Encouraged by these results, we next generated a substantially larger dataset spanning 12 bisected 2 coronal sections covering 180mm2 and 476,276 analyzed cells (Fig. 3a). For this experiment we substituted several genes for new genes that would allow us to evaluate performance for both cell type and cell state patterns. These included five immediate early genes (IEGs) that are markers of activity both broadly across cell types (Fos, Egr1) and within specific types (Egr4 in neurons, Klf4 in endothelial cells, Pou3f1 in OPCs)14. In addition, we substituted six of our original genes with six cell type markers that are more commonly used by the spatial transcriptomics community (Supplementary Table 7; Fgfr3, Tyrobp, Fa2h, Prox1, Sv2c, and Calb1). With this modified panel of 37 genes, we used the Allen Institute Mouse Whole Cortex and Hippocampus SMART-seq (RRID:SCR_019013) dataset to learn gene modules and select measurement compositions. To avoid the earlier co-measured false positives challenges, we increased the number of compositions to 11 and the maximum number of compositions per gene to 4, and expressly selected a design from among top performers in simulation such that there were no exact overlaps, and a minimal number of “large” overlaps (Methods). As before, in each tissue section we also individually probed several genes for direct validation (Supplementary Table 8). We imaged the tissue at 20X, and decompressed cells using the segmentation-based approach, which, in the current implementation, scales much more effectively than the autoencoding approach. The initial decoded results were less accurate than in our pilot experiment (61.2% correlation with validation images vs 88.4% above), which we reasoned was partially due to differences between the training scRNA-Seq and our imaging data – especially expression profiles in the many brain regions that were imaged but not included in training.
We thus developed a computational approach to optimize the module dictionary post hoc by using a portion of validation images collected in the new dataset to refine the modules and improve performance. Each cell in the new dataset has validation measurements for up to 4 of 37 genes (with the 4 genes differing in each of 12 sections); we selected 60% of all cells at random in each tissue section, and optimized the modules to minimize reconstruction error in the validated genes in each cell (with the error in ~33 of 37 unvalidated genes in each cell masked out; Methods). Using this refined set of modules, we then evaluated performance on each of the validated genes in each section in the remaining 40% of cells, finding it substantially improved with an overall correlation of 81.3% (Supplementary Table 8).
The recovered expression levels correctly cluster genes into groups that correspond to known broad and specific cell subtypes (Supplementary Fig. 8a,b), with generally good recovery across subtypes (with the exception of Flt1 and Pdgfd in endothelial cells, which suffer from the segmentation issues above). We again find good reconstructions for genes with a broad spatial distribution, such as Slc17a7 or Egr1, and genes with highly-specific spatial expression, such as Sv2c and Tle4 (Fig. 3b and Supplementary Table 8). On average, the IEGs were recovered at comparable accuracy to other genes, with the worst performance for Pou3f1, the most lowly-expressed IEG (Supplementary Table 8).

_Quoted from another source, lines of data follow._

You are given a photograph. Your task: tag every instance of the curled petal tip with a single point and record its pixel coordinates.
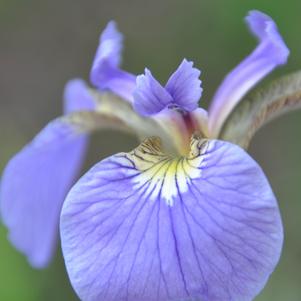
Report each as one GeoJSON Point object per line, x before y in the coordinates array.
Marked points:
{"type": "Point", "coordinates": [269, 54]}
{"type": "Point", "coordinates": [77, 96]}
{"type": "Point", "coordinates": [105, 73]}
{"type": "Point", "coordinates": [266, 30]}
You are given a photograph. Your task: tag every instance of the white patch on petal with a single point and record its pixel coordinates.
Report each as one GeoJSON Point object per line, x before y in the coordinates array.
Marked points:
{"type": "Point", "coordinates": [165, 176]}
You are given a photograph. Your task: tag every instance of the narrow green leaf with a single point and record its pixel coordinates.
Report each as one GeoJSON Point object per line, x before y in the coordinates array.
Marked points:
{"type": "Point", "coordinates": [261, 106]}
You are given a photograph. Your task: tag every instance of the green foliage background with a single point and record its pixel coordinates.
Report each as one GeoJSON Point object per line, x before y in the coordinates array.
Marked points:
{"type": "Point", "coordinates": [45, 43]}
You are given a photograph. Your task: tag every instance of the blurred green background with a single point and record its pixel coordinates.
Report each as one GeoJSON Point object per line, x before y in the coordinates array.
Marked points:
{"type": "Point", "coordinates": [45, 43]}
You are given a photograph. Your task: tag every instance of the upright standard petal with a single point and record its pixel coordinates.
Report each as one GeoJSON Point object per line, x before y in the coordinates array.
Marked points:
{"type": "Point", "coordinates": [77, 97]}
{"type": "Point", "coordinates": [184, 86]}
{"type": "Point", "coordinates": [149, 96]}
{"type": "Point", "coordinates": [270, 53]}
{"type": "Point", "coordinates": [144, 226]}
{"type": "Point", "coordinates": [183, 90]}
{"type": "Point", "coordinates": [105, 72]}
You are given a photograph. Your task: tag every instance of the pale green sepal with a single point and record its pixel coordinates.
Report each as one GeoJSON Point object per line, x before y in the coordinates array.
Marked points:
{"type": "Point", "coordinates": [261, 106]}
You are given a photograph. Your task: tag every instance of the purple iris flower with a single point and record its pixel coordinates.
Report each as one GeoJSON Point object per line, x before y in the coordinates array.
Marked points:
{"type": "Point", "coordinates": [184, 216]}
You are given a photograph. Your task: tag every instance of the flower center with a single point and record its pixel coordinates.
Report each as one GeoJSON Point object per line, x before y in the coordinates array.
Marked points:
{"type": "Point", "coordinates": [164, 176]}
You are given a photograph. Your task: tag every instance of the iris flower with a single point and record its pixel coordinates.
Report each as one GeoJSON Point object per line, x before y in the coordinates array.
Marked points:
{"type": "Point", "coordinates": [186, 215]}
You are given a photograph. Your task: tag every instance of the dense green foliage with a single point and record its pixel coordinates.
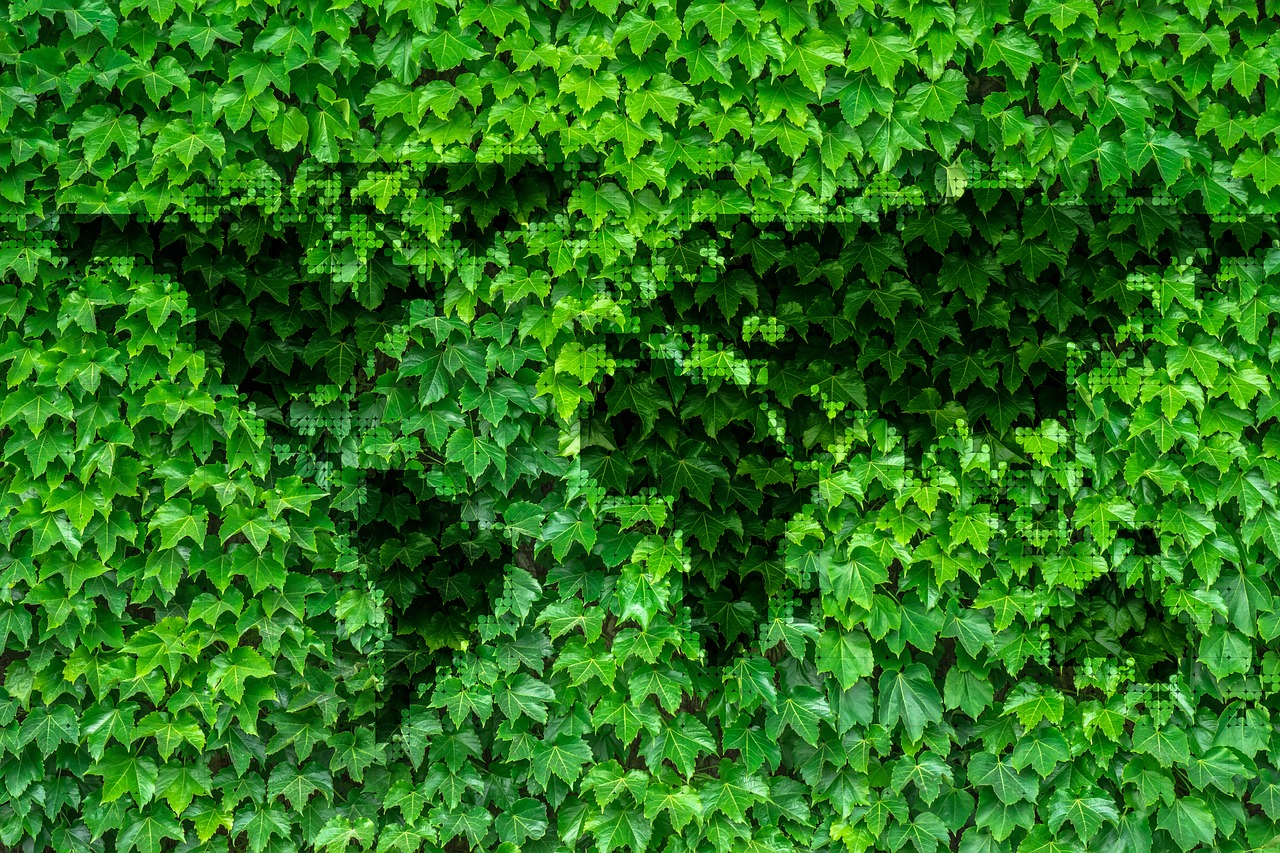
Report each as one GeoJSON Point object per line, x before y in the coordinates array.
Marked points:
{"type": "Point", "coordinates": [718, 427]}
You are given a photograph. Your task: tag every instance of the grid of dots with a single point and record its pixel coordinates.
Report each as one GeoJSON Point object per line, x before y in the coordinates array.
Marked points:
{"type": "Point", "coordinates": [769, 328]}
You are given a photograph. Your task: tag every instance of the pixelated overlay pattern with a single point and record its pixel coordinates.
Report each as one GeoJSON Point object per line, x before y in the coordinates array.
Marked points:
{"type": "Point", "coordinates": [1028, 503]}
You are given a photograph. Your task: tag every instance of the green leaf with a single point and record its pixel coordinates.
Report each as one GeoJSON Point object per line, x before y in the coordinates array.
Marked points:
{"type": "Point", "coordinates": [883, 53]}
{"type": "Point", "coordinates": [49, 728]}
{"type": "Point", "coordinates": [1189, 821]}
{"type": "Point", "coordinates": [1005, 780]}
{"type": "Point", "coordinates": [848, 655]}
{"type": "Point", "coordinates": [124, 772]}
{"type": "Point", "coordinates": [146, 834]}
{"type": "Point", "coordinates": [799, 711]}
{"type": "Point", "coordinates": [231, 670]}
{"type": "Point", "coordinates": [909, 697]}
{"type": "Point", "coordinates": [524, 820]}
{"type": "Point", "coordinates": [1264, 167]}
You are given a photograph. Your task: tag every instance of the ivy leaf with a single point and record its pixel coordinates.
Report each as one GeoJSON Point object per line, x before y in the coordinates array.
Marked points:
{"type": "Point", "coordinates": [848, 655]}
{"type": "Point", "coordinates": [1264, 167]}
{"type": "Point", "coordinates": [524, 820]}
{"type": "Point", "coordinates": [799, 711]}
{"type": "Point", "coordinates": [1189, 821]}
{"type": "Point", "coordinates": [49, 729]}
{"type": "Point", "coordinates": [1061, 13]}
{"type": "Point", "coordinates": [124, 772]}
{"type": "Point", "coordinates": [1005, 780]}
{"type": "Point", "coordinates": [883, 53]}
{"type": "Point", "coordinates": [909, 697]}
{"type": "Point", "coordinates": [562, 758]}
{"type": "Point", "coordinates": [1086, 813]}
{"type": "Point", "coordinates": [231, 670]}
{"type": "Point", "coordinates": [147, 833]}
{"type": "Point", "coordinates": [812, 56]}
{"type": "Point", "coordinates": [1013, 48]}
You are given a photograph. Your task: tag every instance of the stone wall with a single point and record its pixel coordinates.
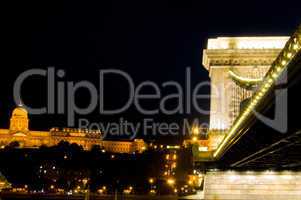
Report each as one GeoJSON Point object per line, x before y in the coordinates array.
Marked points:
{"type": "Point", "coordinates": [266, 185]}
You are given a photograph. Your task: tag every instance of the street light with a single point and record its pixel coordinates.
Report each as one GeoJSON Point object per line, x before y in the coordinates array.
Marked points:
{"type": "Point", "coordinates": [151, 180]}
{"type": "Point", "coordinates": [171, 181]}
{"type": "Point", "coordinates": [195, 130]}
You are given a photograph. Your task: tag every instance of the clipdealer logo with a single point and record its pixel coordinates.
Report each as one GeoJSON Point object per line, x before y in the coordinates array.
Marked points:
{"type": "Point", "coordinates": [60, 91]}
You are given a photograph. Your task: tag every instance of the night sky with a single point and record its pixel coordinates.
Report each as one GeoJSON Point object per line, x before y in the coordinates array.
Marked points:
{"type": "Point", "coordinates": [149, 40]}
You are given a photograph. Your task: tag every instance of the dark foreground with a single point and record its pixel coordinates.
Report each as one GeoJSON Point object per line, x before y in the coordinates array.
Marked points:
{"type": "Point", "coordinates": [10, 196]}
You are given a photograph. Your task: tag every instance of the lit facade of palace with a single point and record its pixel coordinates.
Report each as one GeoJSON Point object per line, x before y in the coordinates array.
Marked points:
{"type": "Point", "coordinates": [236, 66]}
{"type": "Point", "coordinates": [19, 131]}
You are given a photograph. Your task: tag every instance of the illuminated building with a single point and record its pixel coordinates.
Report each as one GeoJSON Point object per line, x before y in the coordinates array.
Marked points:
{"type": "Point", "coordinates": [236, 67]}
{"type": "Point", "coordinates": [19, 131]}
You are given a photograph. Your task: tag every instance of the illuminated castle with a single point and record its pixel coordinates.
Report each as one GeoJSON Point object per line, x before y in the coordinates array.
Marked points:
{"type": "Point", "coordinates": [19, 132]}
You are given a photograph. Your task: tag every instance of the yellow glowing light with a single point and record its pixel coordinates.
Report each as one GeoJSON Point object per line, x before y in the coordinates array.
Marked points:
{"type": "Point", "coordinates": [295, 46]}
{"type": "Point", "coordinates": [278, 69]}
{"type": "Point", "coordinates": [274, 75]}
{"type": "Point", "coordinates": [85, 181]}
{"type": "Point", "coordinates": [266, 85]}
{"type": "Point", "coordinates": [171, 181]}
{"type": "Point", "coordinates": [152, 191]}
{"type": "Point", "coordinates": [151, 180]}
{"type": "Point", "coordinates": [196, 130]}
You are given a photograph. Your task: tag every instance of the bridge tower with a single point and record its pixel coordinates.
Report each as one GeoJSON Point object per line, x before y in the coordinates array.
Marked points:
{"type": "Point", "coordinates": [236, 65]}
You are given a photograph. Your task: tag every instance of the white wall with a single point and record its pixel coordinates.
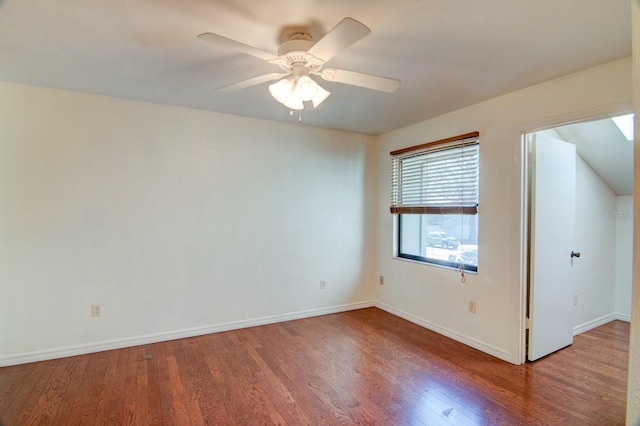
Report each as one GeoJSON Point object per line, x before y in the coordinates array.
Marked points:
{"type": "Point", "coordinates": [176, 221]}
{"type": "Point", "coordinates": [595, 269]}
{"type": "Point", "coordinates": [435, 297]}
{"type": "Point", "coordinates": [624, 255]}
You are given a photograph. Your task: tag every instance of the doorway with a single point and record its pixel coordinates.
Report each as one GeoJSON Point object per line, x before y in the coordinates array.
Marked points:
{"type": "Point", "coordinates": [577, 279]}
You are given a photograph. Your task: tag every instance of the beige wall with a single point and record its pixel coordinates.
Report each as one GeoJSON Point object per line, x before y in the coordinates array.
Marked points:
{"type": "Point", "coordinates": [633, 389]}
{"type": "Point", "coordinates": [176, 221]}
{"type": "Point", "coordinates": [435, 297]}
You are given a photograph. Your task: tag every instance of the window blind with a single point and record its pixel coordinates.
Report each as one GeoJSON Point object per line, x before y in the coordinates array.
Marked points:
{"type": "Point", "coordinates": [436, 178]}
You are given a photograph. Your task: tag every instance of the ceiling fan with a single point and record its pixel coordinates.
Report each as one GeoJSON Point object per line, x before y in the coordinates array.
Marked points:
{"type": "Point", "coordinates": [300, 57]}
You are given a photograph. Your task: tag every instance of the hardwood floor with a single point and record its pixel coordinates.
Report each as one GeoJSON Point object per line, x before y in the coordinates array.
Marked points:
{"type": "Point", "coordinates": [358, 367]}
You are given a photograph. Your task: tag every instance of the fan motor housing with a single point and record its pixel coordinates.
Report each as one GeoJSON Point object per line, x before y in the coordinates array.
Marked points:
{"type": "Point", "coordinates": [294, 46]}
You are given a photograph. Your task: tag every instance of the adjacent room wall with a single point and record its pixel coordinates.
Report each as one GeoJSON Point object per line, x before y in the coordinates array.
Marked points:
{"type": "Point", "coordinates": [595, 269]}
{"type": "Point", "coordinates": [177, 222]}
{"type": "Point", "coordinates": [624, 255]}
{"type": "Point", "coordinates": [436, 297]}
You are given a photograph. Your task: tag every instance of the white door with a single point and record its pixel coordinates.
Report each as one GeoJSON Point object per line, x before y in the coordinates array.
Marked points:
{"type": "Point", "coordinates": [551, 287]}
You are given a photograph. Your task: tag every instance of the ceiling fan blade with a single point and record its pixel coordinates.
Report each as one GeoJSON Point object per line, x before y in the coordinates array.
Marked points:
{"type": "Point", "coordinates": [251, 82]}
{"type": "Point", "coordinates": [347, 32]}
{"type": "Point", "coordinates": [375, 82]}
{"type": "Point", "coordinates": [236, 45]}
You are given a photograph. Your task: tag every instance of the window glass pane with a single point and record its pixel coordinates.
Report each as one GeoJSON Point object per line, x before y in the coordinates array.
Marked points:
{"type": "Point", "coordinates": [443, 239]}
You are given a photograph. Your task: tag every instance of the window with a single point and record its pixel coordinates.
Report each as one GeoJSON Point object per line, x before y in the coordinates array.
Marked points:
{"type": "Point", "coordinates": [435, 195]}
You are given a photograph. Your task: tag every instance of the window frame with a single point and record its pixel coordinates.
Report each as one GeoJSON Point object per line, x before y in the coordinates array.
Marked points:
{"type": "Point", "coordinates": [400, 210]}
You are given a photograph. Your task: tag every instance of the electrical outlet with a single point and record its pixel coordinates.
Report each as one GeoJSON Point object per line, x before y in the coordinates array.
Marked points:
{"type": "Point", "coordinates": [96, 310]}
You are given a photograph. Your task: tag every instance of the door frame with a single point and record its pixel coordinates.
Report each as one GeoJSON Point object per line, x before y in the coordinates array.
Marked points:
{"type": "Point", "coordinates": [521, 193]}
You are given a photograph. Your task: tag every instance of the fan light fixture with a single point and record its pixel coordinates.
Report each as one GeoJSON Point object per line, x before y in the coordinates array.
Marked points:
{"type": "Point", "coordinates": [293, 92]}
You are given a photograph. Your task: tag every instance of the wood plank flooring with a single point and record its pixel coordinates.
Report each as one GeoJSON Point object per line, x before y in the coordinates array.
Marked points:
{"type": "Point", "coordinates": [358, 367]}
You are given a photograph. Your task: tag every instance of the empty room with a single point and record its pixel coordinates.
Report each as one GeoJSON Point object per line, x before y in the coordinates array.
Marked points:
{"type": "Point", "coordinates": [305, 212]}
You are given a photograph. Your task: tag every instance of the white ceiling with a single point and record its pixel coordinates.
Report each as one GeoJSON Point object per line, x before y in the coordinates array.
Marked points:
{"type": "Point", "coordinates": [447, 53]}
{"type": "Point", "coordinates": [604, 148]}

Moreover, the conditional probability of IEG expression is concordant with scRNA and prior findings14: a subset of neurons, endothelial cells and OPCs express Egr4, Klf4 and Pou3f1, respectively, while Fos and Egr1 are more broadly distributed (Supplementary Fig. 8c,d). This suggests that, with the chosen gene panel, CISI can be used to study cell type as well as cell state. Finally, cell clustering reveals that the recovered spatial patterns correctly capture well known cortical layers and subcortical spatial structures (Fig. 3c).
We note several aspects of the results as potential limitations. First, variability in recovery accuracy was associated with relative expression: accuracy was 42% correlated with expression level and 44% correlated with the proportion of cells expressing a gene, such that rarely, lowly expressed genes were less accurately recovered (Supplementary Table 8). Second, while existing methods that measure genes individually are more flexible, such that any pattern – or indeed, expression levels with no discernible pattern (spatial or otherwise) whatsoever – can be observed, CISI is constrained to a modular representation of co-expression patterns. However, this representation only applies at the level of individual cells, and thus does not assume any spatial patterning. Furthermore, this doesn’t necessarily mean that CISI can only determine the spatial arrangement of known cell types, because modules can be combined in novel patterns, and the modules themselves are updated using data from the imaged tissue, enabling generalization outside of training data. Nonetheless, it is a limitation relative to other methods. Idiosyncratic expression, unique to one gene, for example due to transcriptional bursting or other inherent variability, may not be well-described by our method.
In conclusion, CISI addresses two key bottlenecks in imaging transcriptomics: increasing the number of genes studied per round of hybridization and decreasing the time needed to scan large tissue volumes per round. Compared with state-of-the-art methods that achieve a similar scale of multiplexing with osmFISH9, in the results here we: reduced the number of rounds of imaging 2.5-fold (by assaying 37 genes with 11 compositions plus up to 4 validation images per section); reduced image acquisition time in the xy-plane 25-fold; and reduced acquisition time in the z-plane 8.6-fold. In total, this amounts to a 530-fold gain in efficiency. Much of the gain here is possible because CISI naturally adapts to low-magnification imaging. CISI aggregates signal locally (e.g., within a cell) and decompresses within this local space. If spots within a cell are well-separated their signals are computationally summed, at which point the individual spot locations are no longer used. Similarly, when spots overlap their signals are physically summed (the pixels do the work of aggregating the intensity for us). In contrast, at low-magnification, optical crowding critically undermines techniques using combinatorial barcodes (such as MERFISH). In principle, CISI could also be used to increase multiplexing with combinatorial labeling (with each combinatorial barcode corresponding to one composite), although high-magnification imaging would be needed to resolve (and decode) each individual spot, and fluorescence crowding would still pose a challenge.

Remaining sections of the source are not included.